Сначала татарин повел разговор о посторонних предметах, не касаясь коней: о Киеве, о торговле, о мещанах, — да все подливал своим собеседникам трунков, потом, когда у них припухли глаза, а на багровых лицах выступили крупные капли пота, он перешел к расспросам о ихнем хозяине, о житье-бытье поселян в его маетностях, о челяди. Для собеседников эта тема пришлась по душе; но пока оковита не отуманила совсем их голов, то воротарь отчасти хвастался своим паном, а Микита, несловоохотливый по характеру, угрюмо молчал.
— Э, ты, брат, нашего Ходыку голыми руками не возьмешь, — разглагольствовал воротарь, закуривая свою люльку, — ты думаешь, возьмешь? Го-го! Опечешься: раз, добра у него — так полсвета награблено, другое — голова — что твой кавун, а третье — разуму — два клало, третий утоптывал… Ну, а про ехидство и не спрашивай… Го-го! Лысую гору знаешь?
— Ох-ох! — помотал головой Микита.
— Какая такая Лысая? — спросил татарин.
— Какой же ты, братец, человек, коли в Киеве Лысой горы не знаешь? Спроси воротаря. Го-го! Воротарь все знает, все бачит; да там все ведьмы шабаш справляют?
— Ой, что ты?
— Верно, коли я говорю, так верно! Выходит, наш дидыч над ними, над клятыми ведьмами, старостой.
— Как в око! — буркнул басом Микита и налил себе снова горилки.
— Ха-ха-ха! Добрый у вас баша! Коли над ведьмами старостой, то на своих джаврах[51] — верхом?
— Но-но, где там? — воротарь сплюнул и передвинул люльку в другой угол рта. — На мне верхом! Ого, на такого напал! Мы люди вольные, из козаков! Нет, что ж, нам у него хорошо… Богатый пан, важный пан, ну и нам сыто, и нам почет… Супроти Ходыкинского челядника всяк шапку ломай, потому что дидыч засудит, ограбит…
— Да что там брехать? — заговорил наконец и мрачный Микита. — Коли по правде, то по правде. Вот он сказал, что наш идол старостою над ведьмами, а я додам, что он и над пеклом гетман: вряд ли найдется такой чертяка и в болоте, и под лотоками, и в прорве, как наш антихрист! Что других грабить-то грабит, но прежде всего ограбит своих поселян: грунты предковечные поотнимал, панщину завел, поборами обнищил. Сыты и почет? Тьфу! Вот у лядских панов, говорят, круто, а у этого еще круче…

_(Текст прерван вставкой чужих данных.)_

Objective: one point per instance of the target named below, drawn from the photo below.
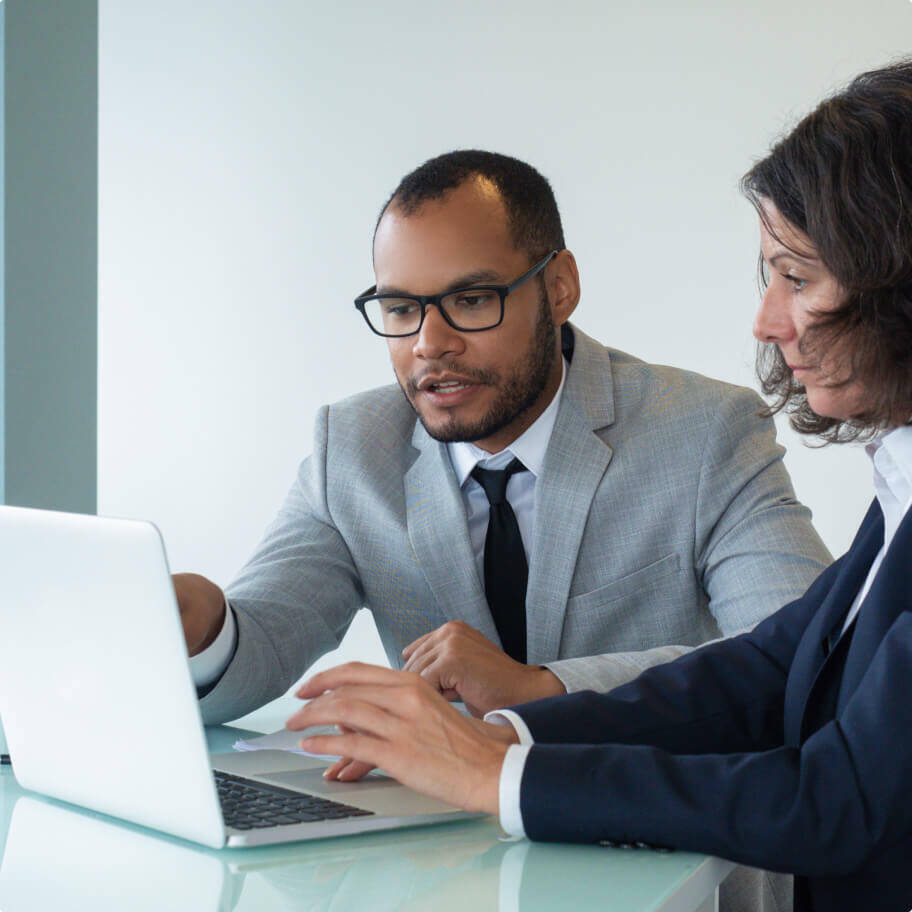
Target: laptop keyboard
(248, 805)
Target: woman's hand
(397, 721)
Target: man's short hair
(532, 215)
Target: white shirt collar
(891, 455)
(529, 448)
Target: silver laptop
(100, 709)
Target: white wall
(245, 150)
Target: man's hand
(397, 721)
(202, 607)
(465, 665)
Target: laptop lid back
(95, 689)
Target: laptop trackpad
(312, 781)
(376, 792)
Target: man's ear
(562, 282)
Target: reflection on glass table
(56, 856)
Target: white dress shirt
(529, 448)
(891, 455)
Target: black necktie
(506, 570)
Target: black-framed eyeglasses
(471, 309)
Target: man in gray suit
(654, 509)
(649, 510)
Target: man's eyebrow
(480, 276)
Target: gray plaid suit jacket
(664, 518)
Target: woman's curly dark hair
(843, 176)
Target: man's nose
(437, 338)
(773, 321)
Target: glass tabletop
(58, 856)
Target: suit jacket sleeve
(755, 548)
(293, 600)
(691, 755)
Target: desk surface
(56, 857)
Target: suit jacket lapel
(575, 462)
(438, 532)
(816, 670)
(886, 599)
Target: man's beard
(518, 393)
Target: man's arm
(755, 550)
(293, 600)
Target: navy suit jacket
(787, 748)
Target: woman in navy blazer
(790, 747)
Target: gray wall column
(51, 254)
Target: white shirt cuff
(209, 665)
(512, 770)
(508, 717)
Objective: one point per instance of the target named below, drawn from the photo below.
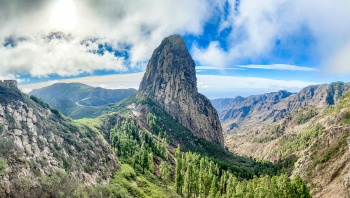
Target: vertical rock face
(170, 81)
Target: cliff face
(242, 114)
(35, 139)
(170, 81)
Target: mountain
(240, 114)
(315, 140)
(170, 81)
(309, 128)
(38, 143)
(141, 146)
(78, 100)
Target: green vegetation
(303, 114)
(60, 184)
(8, 95)
(46, 106)
(292, 143)
(264, 139)
(201, 177)
(335, 109)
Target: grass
(141, 185)
(292, 143)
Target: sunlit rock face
(170, 81)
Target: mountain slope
(316, 138)
(36, 140)
(242, 114)
(78, 100)
(170, 81)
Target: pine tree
(213, 188)
(151, 162)
(144, 158)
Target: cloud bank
(213, 86)
(139, 25)
(256, 27)
(250, 31)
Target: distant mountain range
(78, 100)
(239, 114)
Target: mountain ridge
(241, 113)
(170, 81)
(78, 100)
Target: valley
(168, 140)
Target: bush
(3, 166)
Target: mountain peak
(176, 42)
(170, 81)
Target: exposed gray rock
(258, 110)
(170, 81)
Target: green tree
(213, 188)
(151, 162)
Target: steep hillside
(316, 138)
(242, 114)
(78, 100)
(36, 141)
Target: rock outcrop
(35, 139)
(170, 81)
(242, 114)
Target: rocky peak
(170, 81)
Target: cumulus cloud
(258, 25)
(279, 67)
(213, 86)
(138, 24)
(41, 57)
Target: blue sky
(291, 43)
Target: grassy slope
(243, 166)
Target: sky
(240, 47)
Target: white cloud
(139, 24)
(213, 86)
(203, 68)
(257, 25)
(279, 67)
(39, 57)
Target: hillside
(78, 100)
(316, 138)
(243, 114)
(140, 147)
(38, 143)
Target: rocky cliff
(240, 114)
(78, 100)
(170, 81)
(36, 139)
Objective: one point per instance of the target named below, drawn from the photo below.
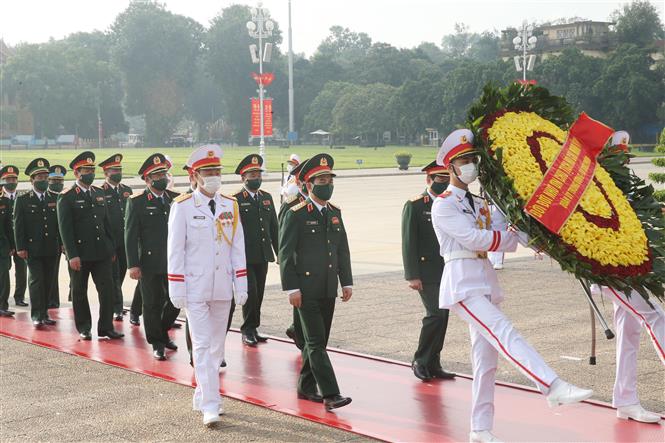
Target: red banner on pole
(567, 179)
(256, 117)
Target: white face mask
(468, 173)
(212, 184)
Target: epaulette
(299, 206)
(181, 198)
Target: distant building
(592, 38)
(16, 118)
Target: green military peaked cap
(84, 159)
(37, 166)
(320, 164)
(253, 162)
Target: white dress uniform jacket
(464, 237)
(206, 254)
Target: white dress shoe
(562, 393)
(210, 418)
(482, 437)
(637, 413)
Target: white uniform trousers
(207, 326)
(493, 333)
(630, 315)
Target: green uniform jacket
(6, 232)
(420, 247)
(146, 231)
(36, 225)
(288, 204)
(84, 224)
(314, 252)
(116, 202)
(259, 223)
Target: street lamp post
(524, 42)
(260, 27)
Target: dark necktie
(469, 197)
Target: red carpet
(388, 402)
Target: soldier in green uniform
(423, 267)
(294, 332)
(56, 183)
(116, 195)
(259, 223)
(85, 231)
(10, 179)
(314, 258)
(37, 238)
(6, 249)
(146, 233)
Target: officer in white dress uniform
(630, 315)
(289, 184)
(470, 289)
(206, 268)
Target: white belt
(458, 255)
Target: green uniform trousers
(102, 276)
(39, 284)
(433, 331)
(316, 318)
(158, 311)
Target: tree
(156, 51)
(62, 82)
(230, 65)
(638, 23)
(572, 75)
(631, 92)
(363, 111)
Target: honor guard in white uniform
(631, 314)
(206, 268)
(470, 288)
(289, 184)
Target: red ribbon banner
(567, 179)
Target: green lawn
(134, 157)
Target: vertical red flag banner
(267, 116)
(567, 179)
(256, 117)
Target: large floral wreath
(615, 236)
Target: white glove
(179, 302)
(240, 298)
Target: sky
(402, 23)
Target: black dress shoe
(260, 338)
(111, 334)
(421, 371)
(335, 401)
(442, 374)
(249, 339)
(134, 319)
(315, 397)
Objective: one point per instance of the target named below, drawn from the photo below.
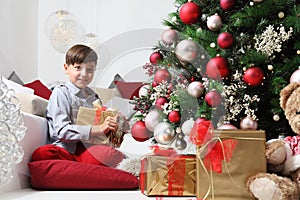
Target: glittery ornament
(164, 133)
(253, 76)
(187, 126)
(214, 22)
(186, 51)
(169, 36)
(153, 118)
(248, 123)
(195, 89)
(139, 131)
(189, 13)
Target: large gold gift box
(168, 176)
(96, 116)
(247, 159)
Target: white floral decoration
(270, 40)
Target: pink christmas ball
(295, 77)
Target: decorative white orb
(164, 133)
(195, 89)
(153, 118)
(187, 126)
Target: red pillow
(39, 89)
(128, 89)
(65, 174)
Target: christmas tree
(225, 61)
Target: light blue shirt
(61, 114)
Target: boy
(67, 138)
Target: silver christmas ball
(186, 51)
(169, 36)
(164, 133)
(214, 22)
(195, 89)
(248, 123)
(187, 126)
(153, 118)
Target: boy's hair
(80, 54)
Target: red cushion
(128, 89)
(39, 89)
(65, 174)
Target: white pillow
(16, 87)
(122, 105)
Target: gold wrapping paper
(94, 116)
(168, 176)
(248, 158)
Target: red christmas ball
(155, 57)
(189, 13)
(217, 68)
(174, 116)
(227, 4)
(253, 76)
(213, 98)
(160, 102)
(162, 75)
(225, 40)
(139, 131)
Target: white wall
(19, 38)
(127, 31)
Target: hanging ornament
(189, 13)
(248, 123)
(139, 131)
(227, 126)
(225, 40)
(144, 90)
(180, 143)
(162, 75)
(155, 57)
(195, 89)
(213, 98)
(227, 4)
(295, 76)
(187, 126)
(169, 36)
(214, 22)
(153, 118)
(217, 68)
(160, 102)
(164, 133)
(253, 76)
(186, 51)
(174, 116)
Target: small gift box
(226, 161)
(168, 175)
(96, 116)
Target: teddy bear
(282, 181)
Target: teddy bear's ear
(286, 93)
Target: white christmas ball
(195, 89)
(153, 118)
(144, 90)
(164, 133)
(187, 126)
(248, 123)
(186, 51)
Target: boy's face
(80, 74)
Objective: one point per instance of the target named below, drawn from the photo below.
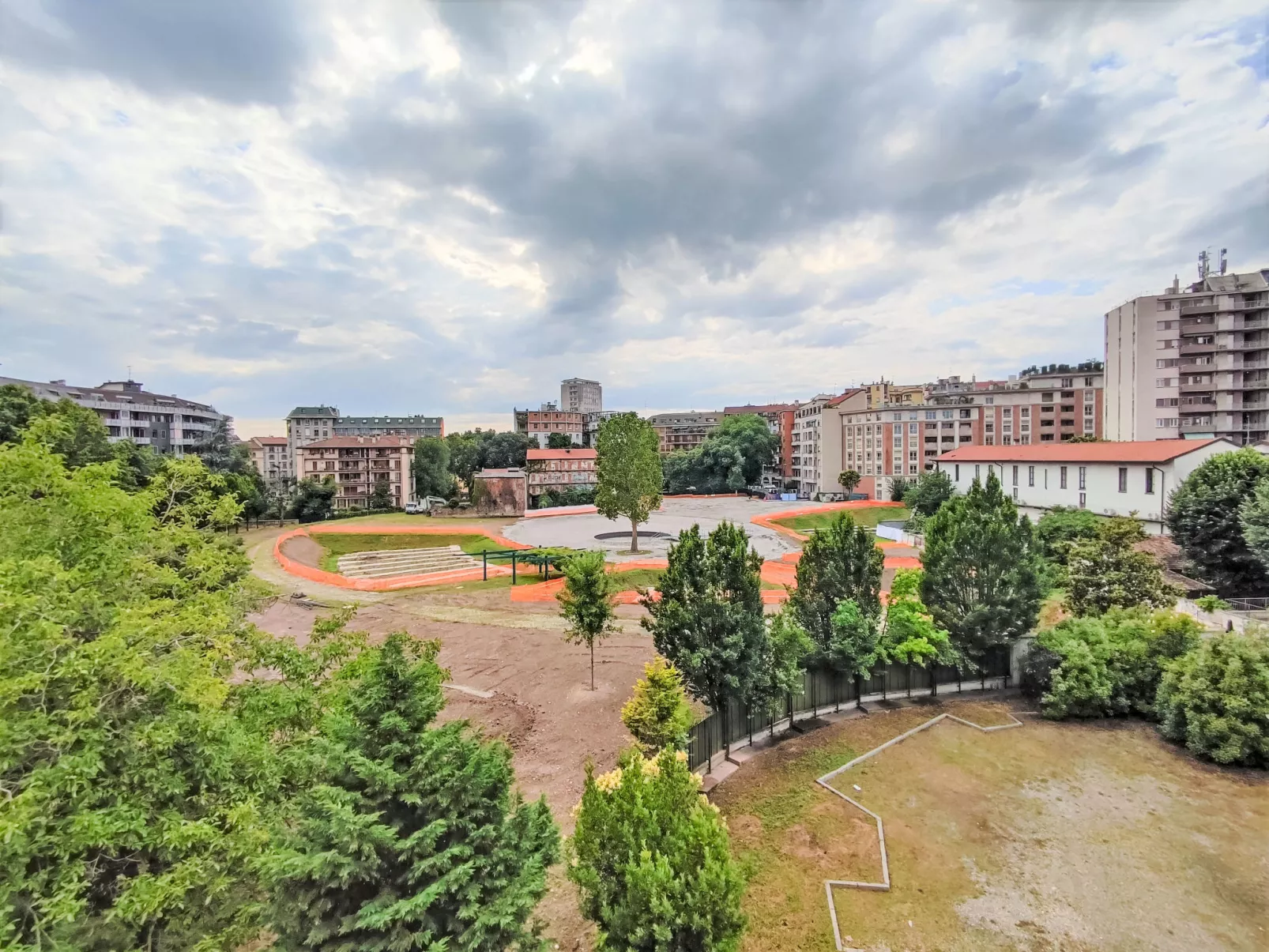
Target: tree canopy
(628, 471)
(1204, 518)
(981, 577)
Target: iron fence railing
(825, 690)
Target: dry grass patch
(1047, 837)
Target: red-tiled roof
(1145, 451)
(351, 442)
(575, 453)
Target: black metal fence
(825, 690)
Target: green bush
(653, 861)
(1105, 665)
(1216, 700)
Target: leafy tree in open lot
(839, 563)
(708, 621)
(653, 861)
(431, 468)
(628, 471)
(1108, 573)
(657, 713)
(132, 793)
(586, 603)
(928, 493)
(414, 837)
(1216, 700)
(981, 571)
(1111, 664)
(1204, 518)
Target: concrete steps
(405, 561)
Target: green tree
(981, 575)
(909, 634)
(927, 495)
(657, 713)
(708, 621)
(1061, 527)
(559, 441)
(18, 408)
(839, 563)
(431, 468)
(848, 480)
(628, 470)
(586, 603)
(1108, 573)
(414, 838)
(135, 797)
(314, 499)
(1214, 700)
(1203, 516)
(653, 861)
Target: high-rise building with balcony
(1191, 362)
(168, 424)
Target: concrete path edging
(883, 886)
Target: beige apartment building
(270, 456)
(360, 465)
(1191, 362)
(684, 431)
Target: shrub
(1105, 665)
(1216, 700)
(653, 861)
(657, 713)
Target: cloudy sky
(399, 207)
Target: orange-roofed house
(555, 470)
(1108, 479)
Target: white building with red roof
(1108, 479)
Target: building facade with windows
(169, 424)
(360, 465)
(540, 424)
(582, 397)
(270, 456)
(779, 420)
(556, 470)
(684, 431)
(1191, 362)
(1108, 479)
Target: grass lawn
(868, 517)
(1094, 835)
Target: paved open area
(672, 517)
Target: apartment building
(414, 427)
(540, 424)
(360, 465)
(779, 420)
(555, 470)
(1109, 479)
(169, 424)
(816, 448)
(1191, 362)
(270, 456)
(684, 431)
(582, 397)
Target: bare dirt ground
(1049, 837)
(542, 705)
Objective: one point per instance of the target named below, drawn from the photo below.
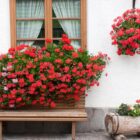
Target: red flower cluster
(126, 32)
(30, 76)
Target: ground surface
(82, 136)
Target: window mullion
(83, 24)
(48, 19)
(13, 22)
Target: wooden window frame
(48, 19)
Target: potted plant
(46, 75)
(126, 120)
(125, 32)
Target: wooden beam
(29, 19)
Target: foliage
(126, 32)
(30, 76)
(127, 110)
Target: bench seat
(69, 115)
(45, 115)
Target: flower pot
(116, 124)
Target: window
(34, 20)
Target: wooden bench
(75, 112)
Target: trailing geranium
(126, 32)
(30, 76)
(129, 110)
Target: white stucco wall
(123, 81)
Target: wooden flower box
(117, 126)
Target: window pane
(30, 8)
(30, 29)
(69, 27)
(36, 43)
(66, 8)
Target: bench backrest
(63, 105)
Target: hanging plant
(30, 76)
(125, 32)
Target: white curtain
(69, 9)
(29, 29)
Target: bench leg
(0, 130)
(73, 130)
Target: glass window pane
(30, 29)
(69, 27)
(36, 43)
(30, 8)
(74, 43)
(66, 8)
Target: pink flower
(15, 80)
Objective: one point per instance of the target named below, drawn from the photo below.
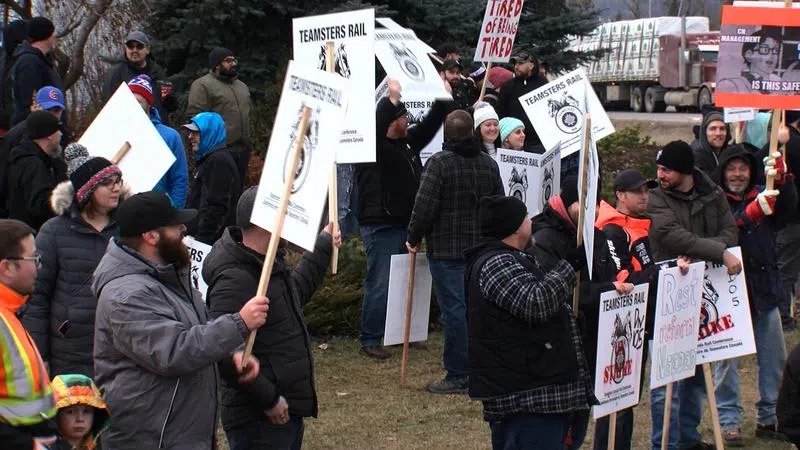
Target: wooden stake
(280, 217)
(712, 405)
(333, 199)
(412, 266)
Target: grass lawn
(362, 405)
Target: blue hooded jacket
(175, 182)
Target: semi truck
(653, 63)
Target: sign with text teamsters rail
(353, 36)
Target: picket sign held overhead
(123, 121)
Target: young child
(82, 413)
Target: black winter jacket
(32, 176)
(282, 345)
(387, 187)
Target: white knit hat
(483, 112)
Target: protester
(82, 413)
(526, 361)
(26, 399)
(386, 192)
(512, 133)
(446, 214)
(175, 182)
(526, 79)
(268, 412)
(691, 219)
(154, 349)
(221, 91)
(60, 314)
(34, 67)
(217, 186)
(759, 214)
(34, 170)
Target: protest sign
(726, 329)
(123, 120)
(759, 61)
(620, 346)
(197, 254)
(530, 177)
(353, 36)
(498, 31)
(405, 59)
(325, 94)
(557, 111)
(674, 349)
(421, 302)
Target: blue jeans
(771, 356)
(381, 241)
(448, 281)
(265, 436)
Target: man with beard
(155, 351)
(221, 92)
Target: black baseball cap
(147, 211)
(631, 180)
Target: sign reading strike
(726, 330)
(324, 93)
(619, 350)
(674, 349)
(498, 31)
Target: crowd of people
(106, 343)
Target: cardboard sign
(123, 120)
(325, 93)
(759, 59)
(498, 31)
(396, 306)
(558, 109)
(674, 349)
(406, 60)
(726, 328)
(620, 346)
(353, 35)
(197, 254)
(530, 177)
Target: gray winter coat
(155, 354)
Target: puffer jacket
(232, 272)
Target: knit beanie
(508, 125)
(483, 112)
(677, 156)
(86, 172)
(40, 29)
(500, 216)
(141, 85)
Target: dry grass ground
(363, 407)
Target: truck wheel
(650, 102)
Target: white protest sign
(197, 254)
(123, 120)
(619, 350)
(324, 93)
(738, 114)
(530, 177)
(674, 349)
(558, 109)
(498, 31)
(353, 35)
(396, 305)
(405, 59)
(726, 329)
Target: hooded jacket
(175, 182)
(217, 185)
(448, 200)
(155, 354)
(283, 347)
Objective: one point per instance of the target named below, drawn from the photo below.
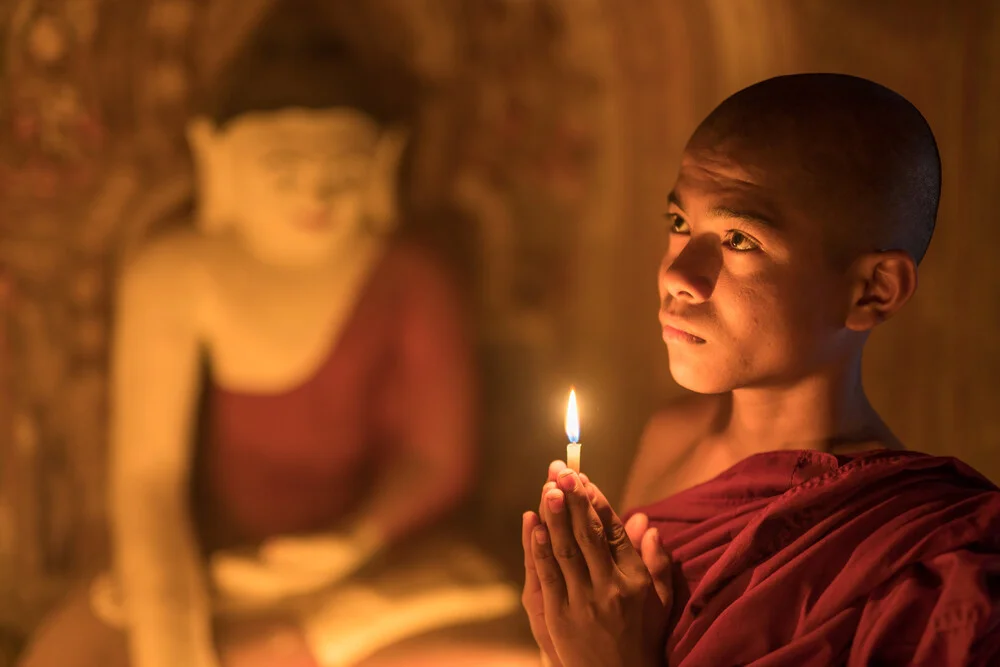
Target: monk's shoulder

— Э, Микита коли скажет, так словно скреблом поведет, — одобрил и воротарь.
— Так что же вы такому аспиду спускаете? — вскипел татарин и начал говорить совершенно правильно: впрочем, собеседники уже этого разобрать не могли. — Ведь он один, а вас сотни, тысячи… Вот так придавил — и только мокрое место останется.
— С одним-то справиться латво,[52] — заметил воротарь, — да коли за одним стоит сила: и магистрат, и воевода, и гетман с войсками…
— Да ведь вас-то, коли всех собрать, побольше будет, чем войска?
— Го-го, коли б всех! Да я б его и сам поднял на вилы, — признался Микита, — да вот досада, что одного с нами благочестия.
— Коли он своего брата грабит и нищит, так он, стало быть, изувер, а не благочестный… А таких и бог велел бить…
— Он, должно быть, католик, — сообщил таинственно воротарь, — бигме, коли брешу… Чтоб я брехал? Он только кроется…
— Почем же ты знаешь? — спросил его оживленно, словно обрадовавшись, татарин.
— Да раз он подъехал к браме, а насунула туча; ну, я выскочил отворить ему поскорее ворота, а тут как блеснет блискавица, да как торохнет, аж кони присели. Хе, он злякался, еще бы не злякаться, и давай креститься, да не пучками, как все крещеные люди крестятся, а всей пятерней… Как неправда? Чтоб я луснул, коли неправда!
— А что ты думаешь? — спохватился и Микита. — Мне тоже показалось, когда его вороной огырь чуть не достал копытом, то он перекрестился жменей… Вот коли б доведаться!
— Доведайтесь, доведайтесь, братцы, подякую добре, — подзадорил челядинцев татарин, наполняя медом объемистые кухли.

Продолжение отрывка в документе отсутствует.